My question is: How are these artefacts explained? Are there measures to mitigate the artefacts?

EDIT: I used the full corpus for training the topics. The topics are kind of buzzwords typically for the respective years.

I used a "small" number of topics (10) and every topic is for some time the dominating topic in the corpus (with more than 50% contribution for some years).

Intuitively spoken, Latent Dirichlet Allocation cannot see the topics from the past or the future (outside of the corpus) that should give some 10–20% contribution to the topic mix at the boundaries.

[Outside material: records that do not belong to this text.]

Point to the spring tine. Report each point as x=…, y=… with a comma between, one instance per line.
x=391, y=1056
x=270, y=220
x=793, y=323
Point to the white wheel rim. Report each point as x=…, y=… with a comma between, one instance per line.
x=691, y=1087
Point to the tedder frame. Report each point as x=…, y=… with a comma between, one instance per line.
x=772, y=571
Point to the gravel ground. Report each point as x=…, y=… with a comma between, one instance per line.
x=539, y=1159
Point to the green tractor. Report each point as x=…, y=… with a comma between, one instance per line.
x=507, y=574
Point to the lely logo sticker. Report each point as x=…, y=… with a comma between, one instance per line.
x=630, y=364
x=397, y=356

EDIT2: I used MALLET's default values for the hyperparameters, i.e., alpha=50.0 beta=0.01 gamma=0.01 delta=0.03 delta1=0.2 delata2=1000.0. I also used the defaults on –use-symmetric-alpha (false) and –use-ngrams (false)

Best Answer

I'm not familiar with Mallet, but that sounds very much like the topic distribution for each document. If terms go in and out of style over the life of the corpus, it's sensible that certain topics would collect terms only used in the earliest and latest documents. What's strange is that these documents have so few words from the middle topics.

As you allude to in your second edit, the hyper-parameters are related to this. One can tune the hyper parameters to bias documents and topics to a level of sparsity sensible for the task at hand. For instance, on a corpus of breaking news documents, you may only want the topic distribution for each document to have ~2-3 topics of non-negligible contribution. In your case, it seems the documents are too sparse to be intuitively sensible for your application.

For more on this relationship, including guidance on which parameters to tune, I'd consult David Blei's lecture here.